Plantare is a Latin word that means to plant, or fix in one place. Sometimes we confuse this idea in our lives. We may sometimes feel that we are stuck in one place because of past decisions we’ve made; that we planted ourselves in one spot. The problem with this mindset is expectation. The expectation that we need to be uprooted in order to find ourselves where we want to be. What’s closer to the truth is that a destination is not where we need to ground ourselves. We simply need to be rooted in reality. Once this happens, most troubles dissipate, because the focus is on where we are in the moment, and there’s no thought given to where we’d rather be.

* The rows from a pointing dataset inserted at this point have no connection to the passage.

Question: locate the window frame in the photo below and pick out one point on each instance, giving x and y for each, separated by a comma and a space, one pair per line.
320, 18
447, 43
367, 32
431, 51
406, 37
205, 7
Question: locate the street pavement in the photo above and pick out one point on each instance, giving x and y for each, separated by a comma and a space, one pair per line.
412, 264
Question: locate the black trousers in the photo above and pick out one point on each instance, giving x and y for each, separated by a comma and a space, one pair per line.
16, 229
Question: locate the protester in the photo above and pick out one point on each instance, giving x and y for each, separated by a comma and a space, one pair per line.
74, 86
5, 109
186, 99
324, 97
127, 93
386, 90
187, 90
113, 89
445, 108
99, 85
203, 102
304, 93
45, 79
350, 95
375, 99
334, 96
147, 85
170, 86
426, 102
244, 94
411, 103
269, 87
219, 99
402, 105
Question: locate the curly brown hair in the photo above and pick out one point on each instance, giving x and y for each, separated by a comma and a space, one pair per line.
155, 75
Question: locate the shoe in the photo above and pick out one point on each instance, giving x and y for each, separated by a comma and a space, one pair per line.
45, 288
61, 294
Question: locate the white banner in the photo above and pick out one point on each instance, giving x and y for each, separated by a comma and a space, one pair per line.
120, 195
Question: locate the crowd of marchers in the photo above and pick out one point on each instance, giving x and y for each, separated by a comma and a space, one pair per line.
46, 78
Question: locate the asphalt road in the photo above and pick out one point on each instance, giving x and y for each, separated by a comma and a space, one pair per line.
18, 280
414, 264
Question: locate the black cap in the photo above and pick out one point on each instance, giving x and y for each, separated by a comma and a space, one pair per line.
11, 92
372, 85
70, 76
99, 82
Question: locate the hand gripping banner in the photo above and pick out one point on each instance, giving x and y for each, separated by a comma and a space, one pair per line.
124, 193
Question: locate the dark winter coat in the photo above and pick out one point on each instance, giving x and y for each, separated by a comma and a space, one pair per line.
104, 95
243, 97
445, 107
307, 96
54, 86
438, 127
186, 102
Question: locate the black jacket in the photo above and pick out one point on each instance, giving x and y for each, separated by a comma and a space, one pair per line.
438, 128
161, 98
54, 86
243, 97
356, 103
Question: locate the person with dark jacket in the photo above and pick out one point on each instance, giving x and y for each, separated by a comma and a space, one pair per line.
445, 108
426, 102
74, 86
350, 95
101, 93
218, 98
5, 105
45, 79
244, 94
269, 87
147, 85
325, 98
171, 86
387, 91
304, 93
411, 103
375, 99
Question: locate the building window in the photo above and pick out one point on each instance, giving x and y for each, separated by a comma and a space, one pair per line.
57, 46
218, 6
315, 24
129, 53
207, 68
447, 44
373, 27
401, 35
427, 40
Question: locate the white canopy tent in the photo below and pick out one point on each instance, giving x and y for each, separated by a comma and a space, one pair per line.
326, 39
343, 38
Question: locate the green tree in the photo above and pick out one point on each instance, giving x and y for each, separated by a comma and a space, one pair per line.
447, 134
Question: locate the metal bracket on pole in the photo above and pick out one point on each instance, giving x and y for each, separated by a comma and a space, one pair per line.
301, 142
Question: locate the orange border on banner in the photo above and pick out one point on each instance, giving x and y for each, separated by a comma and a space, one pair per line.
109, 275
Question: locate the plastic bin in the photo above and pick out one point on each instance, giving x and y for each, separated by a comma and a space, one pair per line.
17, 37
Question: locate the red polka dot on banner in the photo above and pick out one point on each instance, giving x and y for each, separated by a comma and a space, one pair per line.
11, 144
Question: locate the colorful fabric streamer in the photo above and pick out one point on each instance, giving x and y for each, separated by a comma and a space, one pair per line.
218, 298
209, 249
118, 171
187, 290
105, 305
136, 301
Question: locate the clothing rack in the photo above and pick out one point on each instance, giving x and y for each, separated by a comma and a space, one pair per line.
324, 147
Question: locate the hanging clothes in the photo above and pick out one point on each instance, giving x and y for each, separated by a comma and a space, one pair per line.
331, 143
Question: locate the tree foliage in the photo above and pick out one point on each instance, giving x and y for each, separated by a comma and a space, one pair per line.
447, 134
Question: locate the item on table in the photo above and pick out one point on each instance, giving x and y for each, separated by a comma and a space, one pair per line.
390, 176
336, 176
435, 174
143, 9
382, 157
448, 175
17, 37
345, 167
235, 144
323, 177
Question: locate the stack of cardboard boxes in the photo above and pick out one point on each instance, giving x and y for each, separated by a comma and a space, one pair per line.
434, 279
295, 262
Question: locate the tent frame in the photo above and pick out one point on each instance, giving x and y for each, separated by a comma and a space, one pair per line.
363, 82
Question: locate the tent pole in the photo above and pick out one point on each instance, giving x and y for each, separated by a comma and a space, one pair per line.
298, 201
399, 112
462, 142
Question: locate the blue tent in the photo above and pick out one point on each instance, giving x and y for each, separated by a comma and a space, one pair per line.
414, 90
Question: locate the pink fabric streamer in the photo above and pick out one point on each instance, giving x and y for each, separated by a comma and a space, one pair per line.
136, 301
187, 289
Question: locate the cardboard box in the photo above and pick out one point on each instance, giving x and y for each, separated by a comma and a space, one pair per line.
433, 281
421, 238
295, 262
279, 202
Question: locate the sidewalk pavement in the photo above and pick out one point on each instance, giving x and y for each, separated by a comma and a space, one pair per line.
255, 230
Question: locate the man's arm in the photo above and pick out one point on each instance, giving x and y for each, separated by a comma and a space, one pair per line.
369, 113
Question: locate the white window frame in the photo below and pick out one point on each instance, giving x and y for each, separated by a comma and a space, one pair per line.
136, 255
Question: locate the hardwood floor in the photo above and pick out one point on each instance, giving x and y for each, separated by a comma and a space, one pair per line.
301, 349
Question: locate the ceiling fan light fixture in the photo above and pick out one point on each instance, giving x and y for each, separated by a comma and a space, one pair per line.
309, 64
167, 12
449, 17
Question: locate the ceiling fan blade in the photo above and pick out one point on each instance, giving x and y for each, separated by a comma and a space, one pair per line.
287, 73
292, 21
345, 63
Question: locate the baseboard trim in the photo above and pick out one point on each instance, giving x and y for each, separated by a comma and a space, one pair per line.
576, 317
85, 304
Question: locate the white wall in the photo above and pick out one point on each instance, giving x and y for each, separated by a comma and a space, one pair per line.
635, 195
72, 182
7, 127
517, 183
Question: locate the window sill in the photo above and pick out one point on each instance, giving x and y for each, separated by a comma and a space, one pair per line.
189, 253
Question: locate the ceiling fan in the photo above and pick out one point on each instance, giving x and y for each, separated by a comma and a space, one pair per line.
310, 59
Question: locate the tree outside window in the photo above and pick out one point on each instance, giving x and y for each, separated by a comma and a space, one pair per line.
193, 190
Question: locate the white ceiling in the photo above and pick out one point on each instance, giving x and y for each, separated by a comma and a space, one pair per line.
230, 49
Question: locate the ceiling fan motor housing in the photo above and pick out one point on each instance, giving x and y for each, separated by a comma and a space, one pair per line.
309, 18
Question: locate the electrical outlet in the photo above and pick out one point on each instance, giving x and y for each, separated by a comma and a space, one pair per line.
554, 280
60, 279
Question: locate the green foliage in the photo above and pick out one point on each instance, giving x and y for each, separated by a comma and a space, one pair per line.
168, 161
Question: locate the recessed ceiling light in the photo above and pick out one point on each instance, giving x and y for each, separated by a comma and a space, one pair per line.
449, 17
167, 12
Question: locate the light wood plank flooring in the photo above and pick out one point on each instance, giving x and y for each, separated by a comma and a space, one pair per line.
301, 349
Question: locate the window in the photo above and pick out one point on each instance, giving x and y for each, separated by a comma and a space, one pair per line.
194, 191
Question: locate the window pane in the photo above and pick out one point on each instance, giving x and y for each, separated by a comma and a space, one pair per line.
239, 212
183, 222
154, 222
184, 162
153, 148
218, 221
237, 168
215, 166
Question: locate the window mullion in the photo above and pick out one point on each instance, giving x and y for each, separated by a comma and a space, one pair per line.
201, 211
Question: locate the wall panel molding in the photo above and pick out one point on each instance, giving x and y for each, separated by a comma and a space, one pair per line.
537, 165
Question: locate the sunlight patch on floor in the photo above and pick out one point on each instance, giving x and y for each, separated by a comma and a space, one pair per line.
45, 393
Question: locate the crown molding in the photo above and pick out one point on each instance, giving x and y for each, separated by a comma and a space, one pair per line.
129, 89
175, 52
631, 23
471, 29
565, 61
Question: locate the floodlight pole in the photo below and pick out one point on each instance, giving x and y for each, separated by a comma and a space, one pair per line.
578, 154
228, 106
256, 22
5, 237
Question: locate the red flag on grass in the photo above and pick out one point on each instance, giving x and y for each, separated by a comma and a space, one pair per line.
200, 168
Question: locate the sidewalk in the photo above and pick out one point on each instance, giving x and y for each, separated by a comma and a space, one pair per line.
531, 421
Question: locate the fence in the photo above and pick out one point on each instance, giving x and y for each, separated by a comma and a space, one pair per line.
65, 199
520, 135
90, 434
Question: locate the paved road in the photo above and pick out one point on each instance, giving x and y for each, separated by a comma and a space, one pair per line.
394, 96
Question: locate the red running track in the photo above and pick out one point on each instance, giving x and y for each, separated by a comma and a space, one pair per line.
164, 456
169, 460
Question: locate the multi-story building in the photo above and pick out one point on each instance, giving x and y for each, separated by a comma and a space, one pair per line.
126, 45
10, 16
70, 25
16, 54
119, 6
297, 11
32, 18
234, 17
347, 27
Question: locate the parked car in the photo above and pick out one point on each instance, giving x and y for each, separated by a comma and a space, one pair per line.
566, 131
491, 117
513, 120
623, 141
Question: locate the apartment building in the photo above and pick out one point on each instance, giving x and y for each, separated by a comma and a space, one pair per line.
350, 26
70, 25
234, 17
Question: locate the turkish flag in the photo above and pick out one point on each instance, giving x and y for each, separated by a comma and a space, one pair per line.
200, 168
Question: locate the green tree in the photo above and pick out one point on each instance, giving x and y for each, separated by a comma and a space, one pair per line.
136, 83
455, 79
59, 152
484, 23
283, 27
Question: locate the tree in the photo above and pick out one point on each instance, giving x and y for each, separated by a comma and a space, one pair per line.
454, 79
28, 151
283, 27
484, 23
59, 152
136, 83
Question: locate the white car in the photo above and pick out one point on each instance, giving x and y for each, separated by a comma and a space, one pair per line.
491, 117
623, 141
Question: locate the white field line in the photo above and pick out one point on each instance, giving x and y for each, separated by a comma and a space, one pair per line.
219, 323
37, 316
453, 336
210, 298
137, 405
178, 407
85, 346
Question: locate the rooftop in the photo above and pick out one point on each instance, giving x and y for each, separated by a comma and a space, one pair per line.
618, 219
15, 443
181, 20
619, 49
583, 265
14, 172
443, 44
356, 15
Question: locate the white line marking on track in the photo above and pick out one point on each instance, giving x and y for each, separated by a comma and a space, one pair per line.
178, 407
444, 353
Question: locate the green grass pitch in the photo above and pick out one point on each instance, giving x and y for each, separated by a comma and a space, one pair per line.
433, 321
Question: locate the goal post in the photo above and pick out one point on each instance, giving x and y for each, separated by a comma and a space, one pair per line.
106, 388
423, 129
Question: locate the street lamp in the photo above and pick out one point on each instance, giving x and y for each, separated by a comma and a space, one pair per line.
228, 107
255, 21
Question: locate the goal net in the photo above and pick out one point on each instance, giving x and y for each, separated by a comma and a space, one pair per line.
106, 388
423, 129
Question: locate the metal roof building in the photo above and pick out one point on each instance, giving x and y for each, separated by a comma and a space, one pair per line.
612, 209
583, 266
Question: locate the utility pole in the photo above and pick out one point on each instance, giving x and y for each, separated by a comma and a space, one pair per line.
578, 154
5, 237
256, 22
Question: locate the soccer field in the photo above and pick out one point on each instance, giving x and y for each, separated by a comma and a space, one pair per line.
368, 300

When we observe others doing something that raises our moral and/or ethical hackles, we may have the tendency to see it as an intentional act. However, the grossest wrongdoing is accusing another of wrongdoing when ignorance was the culprit. We then are showing our ignorance in making assumptions. The good news here is that a deep breath and calm mind can fix our perspective, for assuaging the ignorance of others may likely be outside of our sphere of influence. If not, the better news is that there’s a teachable moment for us to seize.
Mediocre is defined as “of only moderate quality; not very good.” Synonyms include: ordinary, common, average, adequate, passable, and tolerable. Is this a word we would proudly use to describe our lives? Is mediocrity ever something to strive for? Would we encourage our children to aim for adequacy?
Statistically, if at the end of our lives we were to look back on all our days, surely ordinary days would be the average. However, that doesn’t mean that knowing this should make us not want to push each day towards something more.
Our scenes, the people we spend a majority of our time with, are also the people who inform us of who we are. So the question becomes, “Is it growth or regression to develop tolerance for mediocrity?” Furthermore, if we feel we know the answer, and are choosing to do nothing about it, look inward before lashing out at present company.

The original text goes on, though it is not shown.